Bank Sentral Amerika Serikat (AS), Federal Reserve, dalam rapat Federal Open Market Committee (FOMC) tetap menaikkan suku bunga acuan Fed Fund Rate (FFR) 0,25 persen ke level 4,75- 5 persen meskipun perbankan di negara tersebut mengalami gejolak yang berbuntut pada penutupan tiga bank. Pengamat ekonomi dari Universitas Katolik (Unika) Atmajaya Jakarta, Yohanes B Suhartoko, mengatakan dengan kenaikan FFR, maka selisih (spread) dengan suku bunga acuan BI7 days Reverse Repo Rate makin sempit, karena Bank Indonesia (BI) mempertahankan suku bunga di level 5,75 persen.
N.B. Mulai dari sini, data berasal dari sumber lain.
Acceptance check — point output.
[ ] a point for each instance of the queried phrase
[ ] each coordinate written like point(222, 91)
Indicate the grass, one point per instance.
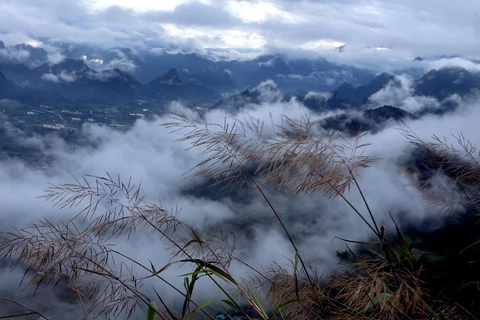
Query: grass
point(383, 279)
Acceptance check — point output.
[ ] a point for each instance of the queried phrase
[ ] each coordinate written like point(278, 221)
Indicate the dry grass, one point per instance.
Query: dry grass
point(292, 157)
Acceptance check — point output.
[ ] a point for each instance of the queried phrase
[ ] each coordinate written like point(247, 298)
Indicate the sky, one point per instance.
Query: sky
point(388, 30)
point(151, 155)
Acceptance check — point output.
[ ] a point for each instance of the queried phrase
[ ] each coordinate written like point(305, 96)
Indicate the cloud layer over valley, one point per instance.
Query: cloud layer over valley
point(149, 154)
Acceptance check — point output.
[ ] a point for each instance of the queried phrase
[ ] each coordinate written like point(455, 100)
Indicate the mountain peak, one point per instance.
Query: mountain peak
point(170, 77)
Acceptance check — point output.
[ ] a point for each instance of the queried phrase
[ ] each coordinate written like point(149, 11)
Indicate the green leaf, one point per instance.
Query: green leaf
point(373, 302)
point(232, 305)
point(200, 308)
point(280, 306)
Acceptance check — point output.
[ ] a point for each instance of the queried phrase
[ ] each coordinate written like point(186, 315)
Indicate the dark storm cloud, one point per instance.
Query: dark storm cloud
point(194, 14)
point(405, 29)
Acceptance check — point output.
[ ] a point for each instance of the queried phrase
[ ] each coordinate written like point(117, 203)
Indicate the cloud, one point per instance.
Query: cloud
point(403, 29)
point(151, 155)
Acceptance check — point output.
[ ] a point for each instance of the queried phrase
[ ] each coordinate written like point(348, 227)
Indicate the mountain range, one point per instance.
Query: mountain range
point(120, 76)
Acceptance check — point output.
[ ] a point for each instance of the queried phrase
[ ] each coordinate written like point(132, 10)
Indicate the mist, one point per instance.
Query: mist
point(152, 156)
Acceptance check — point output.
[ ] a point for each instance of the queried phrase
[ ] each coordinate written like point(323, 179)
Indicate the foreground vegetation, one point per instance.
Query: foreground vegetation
point(409, 273)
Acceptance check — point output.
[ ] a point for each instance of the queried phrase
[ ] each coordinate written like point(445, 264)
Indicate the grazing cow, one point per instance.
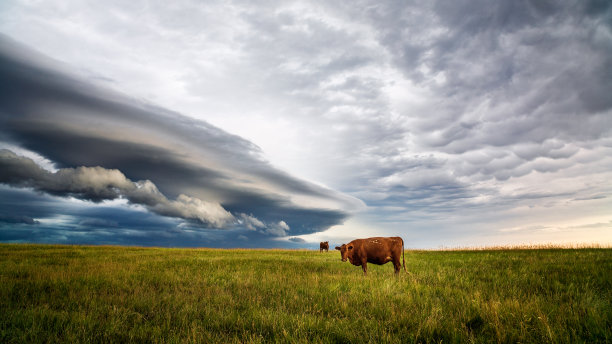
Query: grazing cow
point(324, 245)
point(377, 250)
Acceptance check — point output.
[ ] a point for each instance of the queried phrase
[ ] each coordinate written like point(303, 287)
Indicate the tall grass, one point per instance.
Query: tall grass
point(125, 294)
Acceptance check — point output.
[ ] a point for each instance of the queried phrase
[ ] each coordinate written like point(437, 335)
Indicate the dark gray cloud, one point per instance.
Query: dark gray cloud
point(101, 141)
point(425, 111)
point(98, 184)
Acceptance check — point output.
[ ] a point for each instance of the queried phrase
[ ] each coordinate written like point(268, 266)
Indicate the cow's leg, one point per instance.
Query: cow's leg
point(397, 265)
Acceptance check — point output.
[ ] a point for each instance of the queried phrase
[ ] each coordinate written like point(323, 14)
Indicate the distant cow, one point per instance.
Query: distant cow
point(377, 250)
point(324, 246)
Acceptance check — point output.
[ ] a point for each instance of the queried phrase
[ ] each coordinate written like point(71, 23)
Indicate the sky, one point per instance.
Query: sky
point(286, 123)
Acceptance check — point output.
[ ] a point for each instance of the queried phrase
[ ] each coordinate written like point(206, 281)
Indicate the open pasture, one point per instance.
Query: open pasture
point(126, 294)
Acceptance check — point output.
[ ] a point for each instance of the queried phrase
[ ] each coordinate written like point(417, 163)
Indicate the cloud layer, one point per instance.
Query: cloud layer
point(98, 184)
point(451, 121)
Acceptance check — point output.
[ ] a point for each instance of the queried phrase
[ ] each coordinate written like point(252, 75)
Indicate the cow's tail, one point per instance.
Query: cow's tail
point(403, 261)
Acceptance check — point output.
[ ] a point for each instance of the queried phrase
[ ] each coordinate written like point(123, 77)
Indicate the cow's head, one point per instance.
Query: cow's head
point(346, 251)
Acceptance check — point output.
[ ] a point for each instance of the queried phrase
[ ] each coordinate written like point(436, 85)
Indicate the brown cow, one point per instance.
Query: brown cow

Kondisi tersebut kata Suhartoko berpotensi membuat nilai tukar (kurs) rupiah semakin melemah karena dengan spread yang tipis membuat investor melarikan modalnya (capital outflow) ke aset-aset yang lebih aman (save haven) seperti dollar AS dan yen Jepang. Apalagi, jika mereka tetap percaya dengan pasar AS, meskipun diterpa krisis perbankan dengan penutupan tiga bank di negara dengan perekonomian terbesar dunia itu. Suhartoko mengimbau Bank Indonesia (BI) terkait dengan kebijakan mempertahankan suku bunga acuan agar melihat reaksi pasar jangka pendek, mempertimbangkan likuiditas perbankan, apakah dalam jangka pendek dana pihak ketiga dan kredit masih bisa tumbuh tanpa kenaikan suku bunga.
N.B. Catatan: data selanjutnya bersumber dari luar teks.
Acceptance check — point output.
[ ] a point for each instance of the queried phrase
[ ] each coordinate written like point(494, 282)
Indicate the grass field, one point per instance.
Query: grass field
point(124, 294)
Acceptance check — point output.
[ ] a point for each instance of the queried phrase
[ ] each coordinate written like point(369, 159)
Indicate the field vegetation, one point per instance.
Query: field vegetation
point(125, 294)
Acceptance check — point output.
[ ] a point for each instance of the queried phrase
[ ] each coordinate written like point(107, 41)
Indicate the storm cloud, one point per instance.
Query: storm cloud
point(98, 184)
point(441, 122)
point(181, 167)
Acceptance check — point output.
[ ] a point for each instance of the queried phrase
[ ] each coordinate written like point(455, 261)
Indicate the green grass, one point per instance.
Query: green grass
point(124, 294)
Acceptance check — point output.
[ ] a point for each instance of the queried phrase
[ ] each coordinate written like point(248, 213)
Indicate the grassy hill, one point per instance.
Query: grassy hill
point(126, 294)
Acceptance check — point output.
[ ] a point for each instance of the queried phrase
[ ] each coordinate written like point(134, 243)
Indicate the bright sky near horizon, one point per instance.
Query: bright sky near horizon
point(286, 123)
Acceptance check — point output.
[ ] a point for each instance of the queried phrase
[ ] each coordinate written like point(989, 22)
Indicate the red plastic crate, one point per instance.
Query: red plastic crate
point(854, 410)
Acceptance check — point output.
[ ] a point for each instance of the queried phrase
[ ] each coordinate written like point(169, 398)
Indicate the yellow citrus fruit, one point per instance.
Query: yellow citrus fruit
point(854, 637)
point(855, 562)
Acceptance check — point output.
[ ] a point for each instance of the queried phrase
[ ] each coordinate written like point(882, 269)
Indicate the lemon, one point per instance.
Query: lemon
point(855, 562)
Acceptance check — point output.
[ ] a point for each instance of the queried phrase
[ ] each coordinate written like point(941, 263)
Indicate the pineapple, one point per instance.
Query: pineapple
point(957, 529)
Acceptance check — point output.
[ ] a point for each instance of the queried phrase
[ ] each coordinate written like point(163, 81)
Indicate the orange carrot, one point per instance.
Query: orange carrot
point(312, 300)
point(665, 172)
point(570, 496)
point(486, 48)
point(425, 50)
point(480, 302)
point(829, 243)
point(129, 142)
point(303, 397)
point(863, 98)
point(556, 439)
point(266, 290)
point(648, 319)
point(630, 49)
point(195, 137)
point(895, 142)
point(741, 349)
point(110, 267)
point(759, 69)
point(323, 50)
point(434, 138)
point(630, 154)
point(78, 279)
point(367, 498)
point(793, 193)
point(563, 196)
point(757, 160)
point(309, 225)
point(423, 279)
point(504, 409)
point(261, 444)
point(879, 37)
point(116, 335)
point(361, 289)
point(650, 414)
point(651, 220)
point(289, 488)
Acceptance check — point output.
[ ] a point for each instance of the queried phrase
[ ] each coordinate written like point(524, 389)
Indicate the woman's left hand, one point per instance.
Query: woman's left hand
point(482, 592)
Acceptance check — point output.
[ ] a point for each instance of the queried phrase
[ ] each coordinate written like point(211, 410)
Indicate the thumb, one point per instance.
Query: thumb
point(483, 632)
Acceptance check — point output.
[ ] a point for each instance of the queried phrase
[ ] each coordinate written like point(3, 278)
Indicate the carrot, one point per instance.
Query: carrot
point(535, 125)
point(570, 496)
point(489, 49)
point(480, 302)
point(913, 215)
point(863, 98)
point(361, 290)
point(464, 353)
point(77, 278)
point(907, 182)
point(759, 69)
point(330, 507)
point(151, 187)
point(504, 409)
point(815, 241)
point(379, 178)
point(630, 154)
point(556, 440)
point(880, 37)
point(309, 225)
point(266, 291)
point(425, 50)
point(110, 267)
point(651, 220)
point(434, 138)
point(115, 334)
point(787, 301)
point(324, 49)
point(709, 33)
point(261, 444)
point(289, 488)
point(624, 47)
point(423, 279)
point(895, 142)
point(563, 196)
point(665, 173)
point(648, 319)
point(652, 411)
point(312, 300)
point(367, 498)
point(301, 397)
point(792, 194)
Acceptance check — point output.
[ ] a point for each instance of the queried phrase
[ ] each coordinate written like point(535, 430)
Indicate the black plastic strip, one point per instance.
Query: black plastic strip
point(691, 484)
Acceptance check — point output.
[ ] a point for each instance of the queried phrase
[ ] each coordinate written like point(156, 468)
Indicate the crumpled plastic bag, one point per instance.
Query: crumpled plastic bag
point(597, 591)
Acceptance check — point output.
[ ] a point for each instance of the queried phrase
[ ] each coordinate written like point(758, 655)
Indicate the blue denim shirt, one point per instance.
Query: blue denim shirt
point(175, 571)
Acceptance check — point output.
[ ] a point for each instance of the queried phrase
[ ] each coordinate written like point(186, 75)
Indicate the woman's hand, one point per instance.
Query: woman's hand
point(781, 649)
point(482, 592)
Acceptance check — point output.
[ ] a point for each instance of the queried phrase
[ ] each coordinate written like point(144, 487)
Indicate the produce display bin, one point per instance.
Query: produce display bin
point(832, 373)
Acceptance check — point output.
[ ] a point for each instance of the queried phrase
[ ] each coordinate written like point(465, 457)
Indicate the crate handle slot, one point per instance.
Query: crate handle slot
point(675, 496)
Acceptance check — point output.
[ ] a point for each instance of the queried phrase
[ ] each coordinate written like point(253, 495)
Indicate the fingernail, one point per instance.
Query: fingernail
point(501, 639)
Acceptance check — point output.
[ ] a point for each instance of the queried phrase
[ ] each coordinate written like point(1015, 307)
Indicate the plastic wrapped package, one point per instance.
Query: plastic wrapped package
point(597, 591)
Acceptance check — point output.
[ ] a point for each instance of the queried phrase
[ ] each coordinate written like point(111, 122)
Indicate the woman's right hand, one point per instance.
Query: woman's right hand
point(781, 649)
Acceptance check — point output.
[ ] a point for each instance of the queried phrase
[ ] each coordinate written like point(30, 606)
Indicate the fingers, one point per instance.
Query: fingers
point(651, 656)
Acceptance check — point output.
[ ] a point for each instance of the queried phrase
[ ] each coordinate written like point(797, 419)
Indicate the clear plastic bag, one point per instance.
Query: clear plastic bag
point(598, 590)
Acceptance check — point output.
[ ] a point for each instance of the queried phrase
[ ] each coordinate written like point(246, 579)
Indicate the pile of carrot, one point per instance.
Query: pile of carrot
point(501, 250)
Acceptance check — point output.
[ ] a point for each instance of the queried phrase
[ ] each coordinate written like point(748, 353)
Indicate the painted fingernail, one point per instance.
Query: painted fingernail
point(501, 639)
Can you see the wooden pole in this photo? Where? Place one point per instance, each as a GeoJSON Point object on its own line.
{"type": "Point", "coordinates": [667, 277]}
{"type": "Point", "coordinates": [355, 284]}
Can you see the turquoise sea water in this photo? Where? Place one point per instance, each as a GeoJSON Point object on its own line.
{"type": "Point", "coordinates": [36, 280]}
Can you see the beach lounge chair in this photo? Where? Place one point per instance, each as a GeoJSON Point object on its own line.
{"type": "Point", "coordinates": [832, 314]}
Dihubungi terpisah, pengamat ekonomi dari Universitas Surabaya (Ubaya), Bambang Budiarto, mengatakan kenaikan suku bunga acuan The Fed di tengah gejolak perbankan AS menunjukkan keputusan tersebut didasarkan pada pertimbangan moneter. “Kenaikan suku bunga acuan jika murni karena pertimbangan-pertimbangan moneter dan ekonomi seperti, pengendalian inflasi, akan mengurangi risiko pelemahan nilai tukar, mendorong tabungan, ataupun mengurangi risiko spekulasi,” kata Bambang. Namun, bila pertimbangannya adalah psikologis, misal untuk menenteramkan emosi masyarakat, menjaga harmonisasi kelembagaan atau lainnya, ini yang tentu harus dihindari. “The Fed tampaknya lebih memilih opsi yang mempertimbangkan aspek-aspek ekonomi, meskipun dengan beberapa konsekuensi,” jelas Bambang.